C'est une information qui va inévitablement faire jaser et produire son lot de commentaires. D'après une étude relayée par Business Insider, la "génération iPad" disposera d'un vocabulaire plus limité par rapport aux générations précédentes. En cause ? Le temps passé devant les écrans (télévision, ordinateur, smartphone, tablette…), au lieu d'enrichir son lexique personnel par la conversation.
"Nos cerveaux sont programmés pour apprendre de nouveaux mots lorsque nous les entendons dans une conversation avec autrui. Mais dans la mesure où les enfants apprennent de plus en plus à travers des dispositifs électroniques qu'en écoutant les autres, ils n'ont pas l'occasion d'entendre une grande variété de mots", explique le site, s'appuyant sur les travaux de Marco Catani, de l'institut de psychiatrie du King's College de Londres.
"Internet rend-il bête ?"
Les recherches menées par Marco Catani rappellent furieusement l'essai controversé de Nicholas Carr, baptisé "Internet rend-il bête ?". Derrière un titre volontairement provocateur, l'auteur a cherché à se pencher sur les effets des nouvelles technologies sur la capacité de concentration, de mémorisation et de réflexion des individus, obligeant le cerveau à se "recâbler" et à évacuer de l'information pour éviter la surcharge.
Toutefois, le livre de Nicholas Carr s'éloigne de l'étude de Marco Catani et observe que la lecture, nonobstant le support, a servi à enrichir le vocabulaire. "Le vocabulaire de la langue anglaise, naguère limité à quelques centaines de mots seulement, s'est étendu à plus d'un million de termes lorsque les livres ont proliféré", écrit-il, s'appuyant sur Walter J. Ong.

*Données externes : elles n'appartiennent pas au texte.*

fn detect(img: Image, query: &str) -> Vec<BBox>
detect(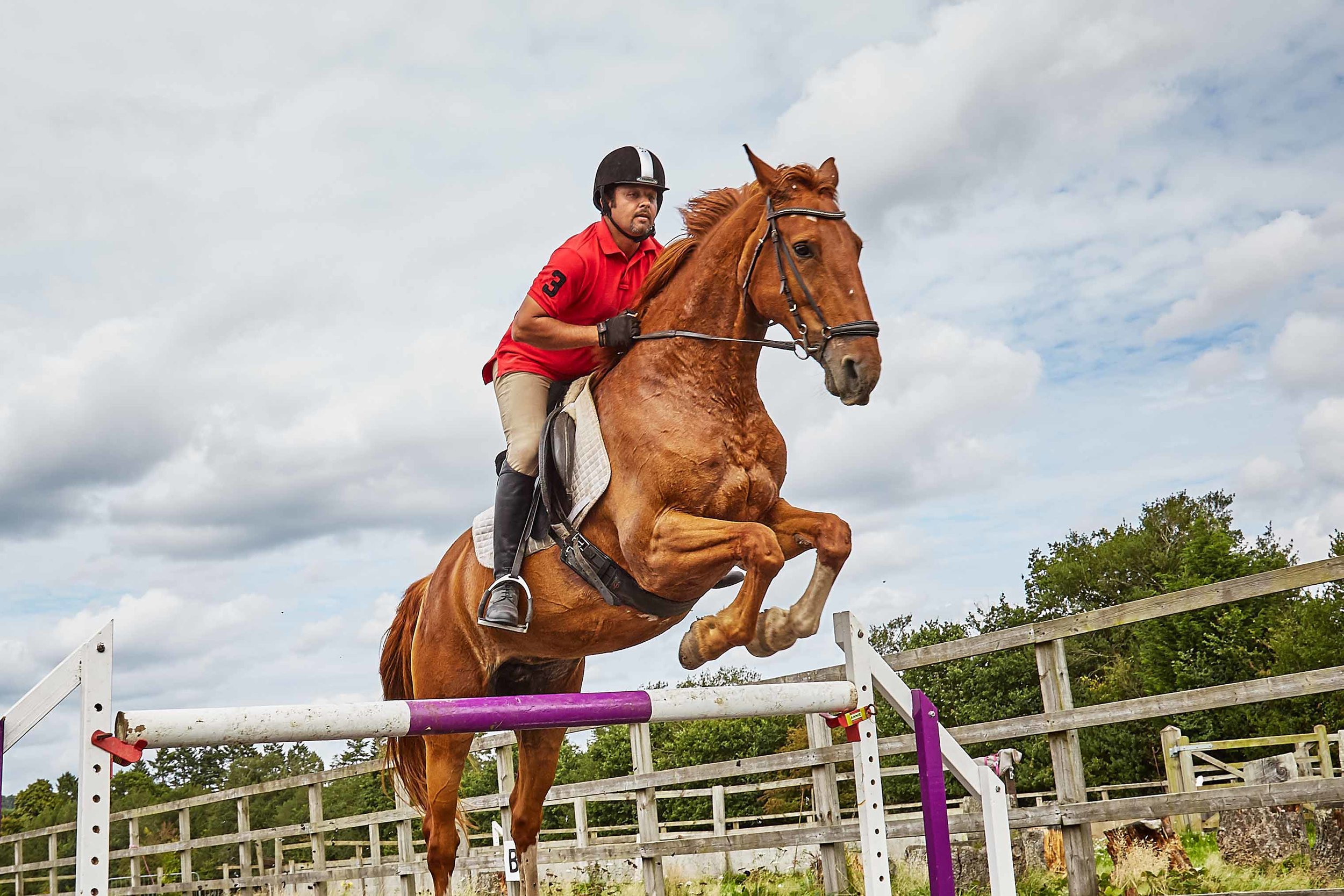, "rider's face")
[612,184,659,236]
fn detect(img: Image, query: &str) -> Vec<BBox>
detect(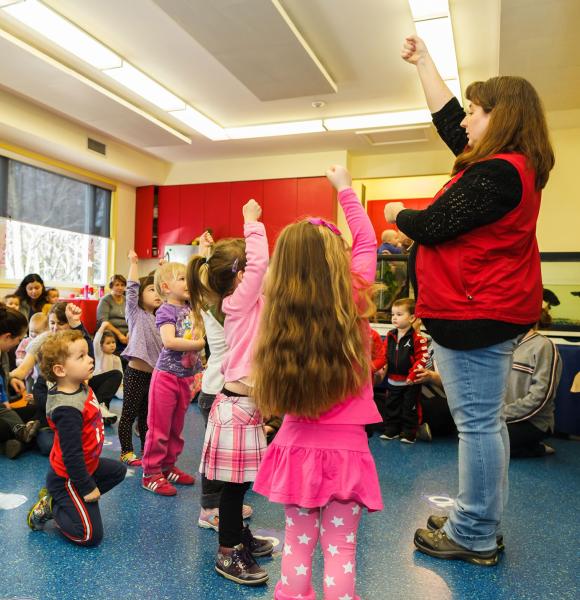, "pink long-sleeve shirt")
[285,188,382,425]
[222,222,269,383]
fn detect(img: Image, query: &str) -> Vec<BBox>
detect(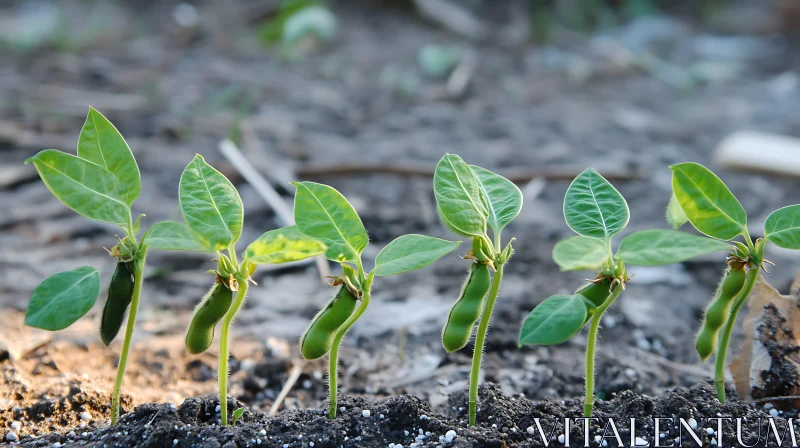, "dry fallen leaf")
[730,272,800,404]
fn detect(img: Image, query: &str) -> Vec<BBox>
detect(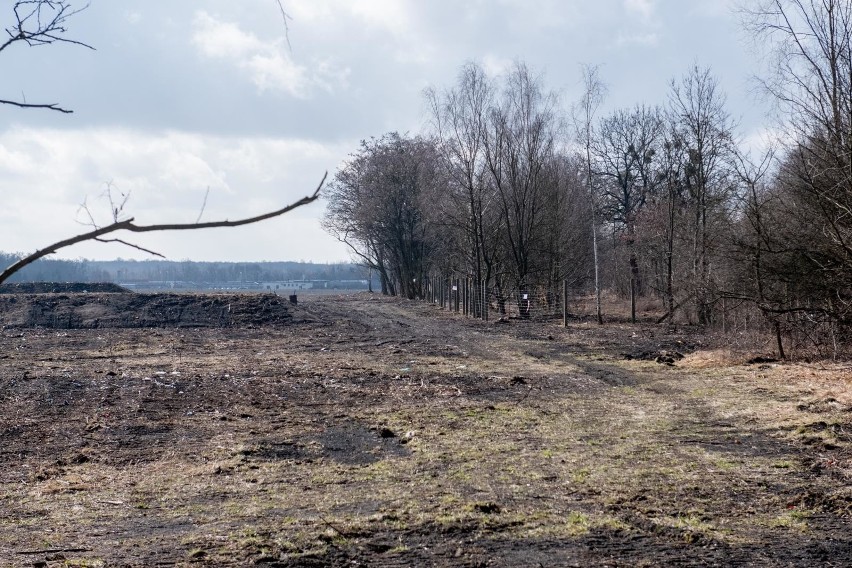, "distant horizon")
[0,250,358,268]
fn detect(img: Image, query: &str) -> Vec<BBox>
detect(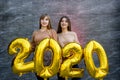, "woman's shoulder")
[69,31,76,35]
[49,29,56,32]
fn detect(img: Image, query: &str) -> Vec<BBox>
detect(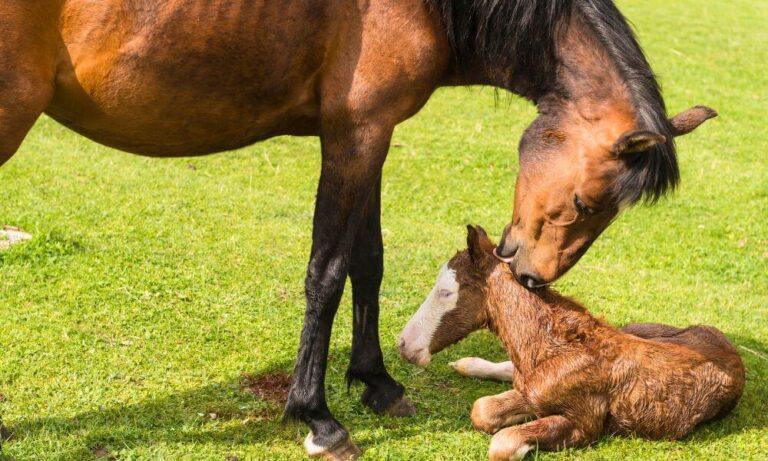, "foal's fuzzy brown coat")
[430,227,745,459]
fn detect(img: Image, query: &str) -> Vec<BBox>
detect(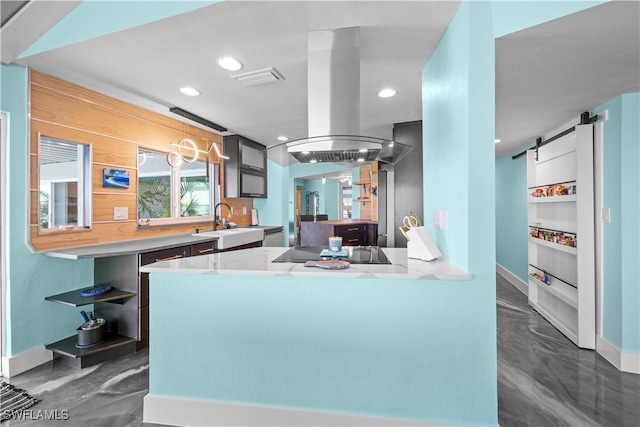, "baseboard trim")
[2,346,53,378]
[596,337,640,374]
[496,263,529,296]
[142,394,444,427]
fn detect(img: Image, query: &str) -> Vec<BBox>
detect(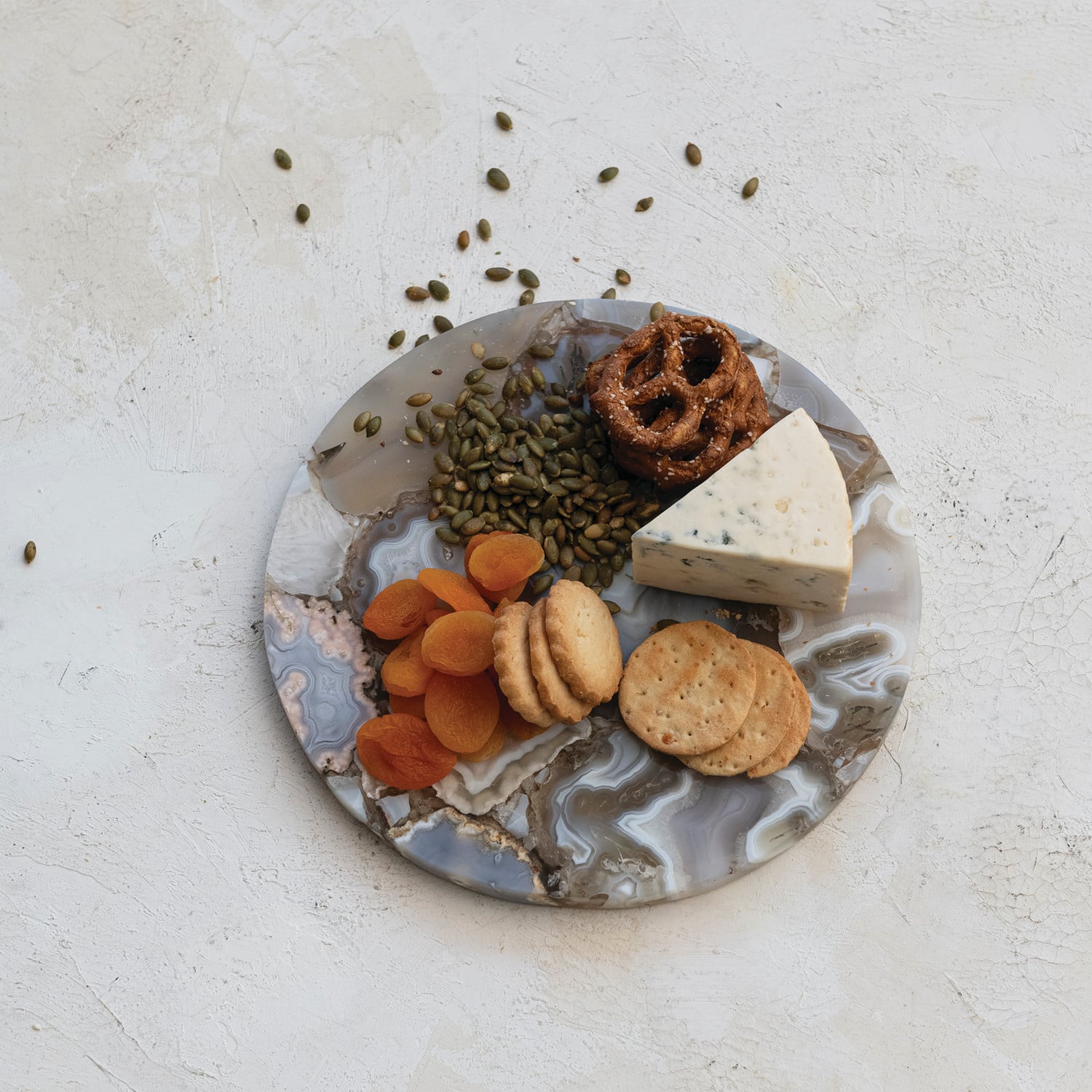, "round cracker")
[747,672,812,778]
[620,612,755,756]
[493,603,554,729]
[681,644,799,778]
[528,600,592,724]
[546,580,622,707]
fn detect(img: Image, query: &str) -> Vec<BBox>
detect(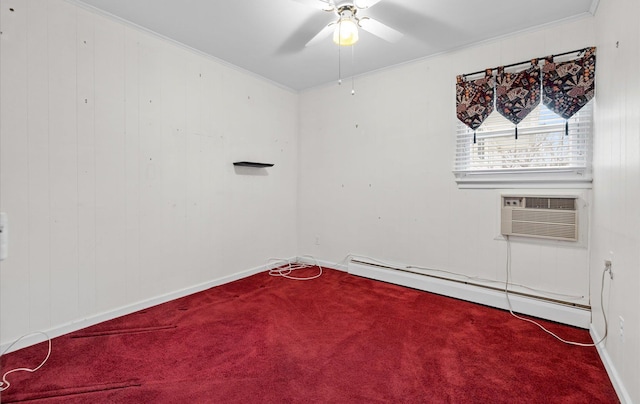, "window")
[454,102,593,188]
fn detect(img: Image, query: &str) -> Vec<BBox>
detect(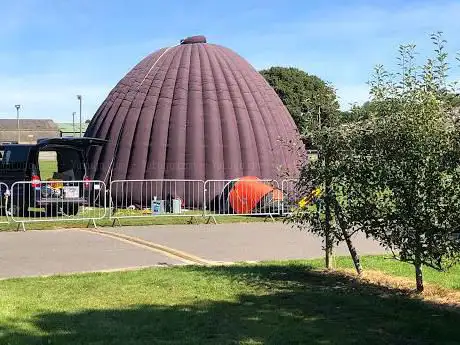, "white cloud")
[0,75,112,122]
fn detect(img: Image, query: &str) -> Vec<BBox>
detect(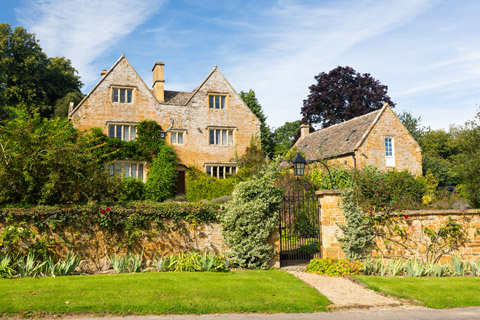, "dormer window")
[112,88,133,103]
[208,94,227,109]
[345,130,357,142]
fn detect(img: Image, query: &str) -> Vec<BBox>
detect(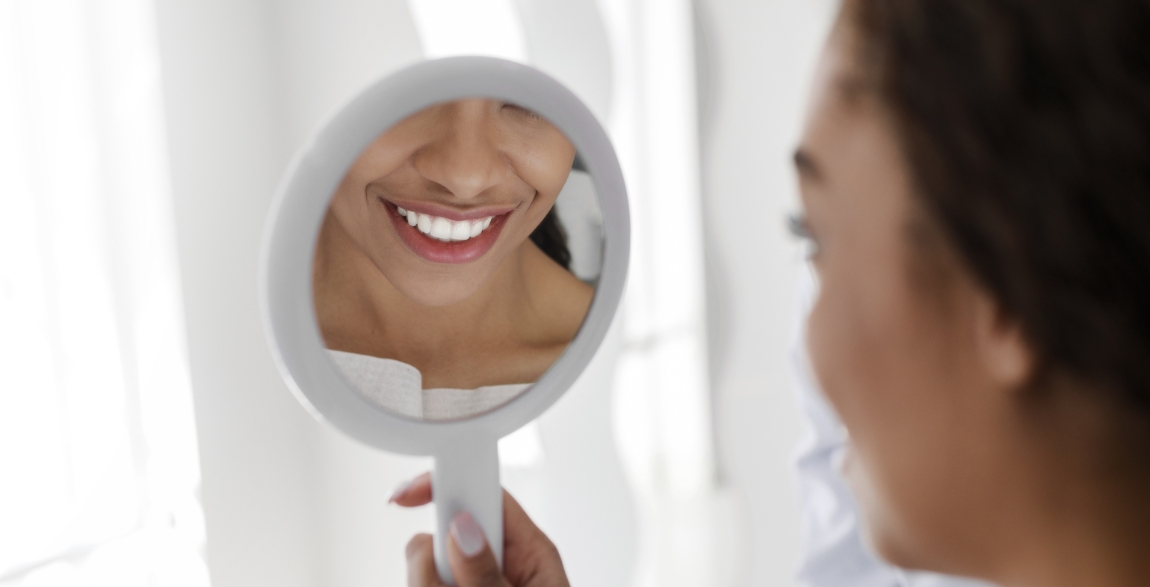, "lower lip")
[380,199,511,265]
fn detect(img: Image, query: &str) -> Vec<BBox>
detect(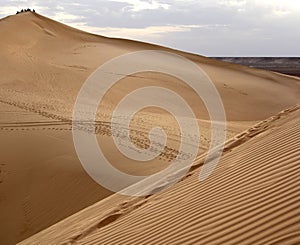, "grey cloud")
[0,0,300,56]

Pourquoi, dès lors, la situation serait-elle différente de "l'hypermédia" ?
Les passages cités par Business Insider ne permettent pas d'en savoir davantage sur les travaux de Marco Catani. Tout juste sait-on que le nombre moyen de mots maîtrisés par les nouvelles générations devrait être, du fait de la progression de l'apprentissage visuel des mots plutôt que sonore, un peu plus faible que la moyenne des générations précédentes.
Lexique des uns, lexique des autres
La manière d'apprendre des nouveaux mots n'est sans doute pas le seul paramètre à prendre en compte. La nature des conversations et des lectures de l'individu entre nécessairement en ligne de compte dans la richesse du lexique possédé par chaque individu (3 à 5000 pour une personne peu instruite, 30 à 50 000 pour un lettré) au-delà de savoir si les mots sont mieux retenus en les lisant ou en les entendant.
C'est ce que relève Bernard Bouillon, en publiant quelques statistiques d'ouvrages sur son site personnel. "Un livre de littérature populaire peut compter un demi-millier de mots (Sans Famille, d'Hector Malot, 439) ; un livre mieux écrit, 3 fois plus. La Bible, en anglais (c'est équivalent sans doute en français), 6000 mots ; mais une traduction " basique " la réduit à 850. Shakespeare ' monte ' à 24 000 mots".
Un constat similaire ne peut-il être établi du côté des nouvelles technologies, dans la mesure où les publications en ligne peuvent elles aussi compter de quelques centaines de mots à plusieurs dizaines de milliers de termes différents ? Sans doute. Il est clair que la variété du lexique peut changer entre un article de fond ou un court billet.
Mais Nicholas Carr considère que la nature de l'hypermédia (comprendre : disposant de l'hypertexte) "gêne la compréhension de la lecture et l'apprentissage, [éparpillant] la concentration et [nuisant] à la mémorisation". Dès lors, l'effet positif de la lecture via les livres en papier (cf l'observation de Ong) sur la richesse du vocabulaire ne pourrait se reproduire lors de la lecture sur écran.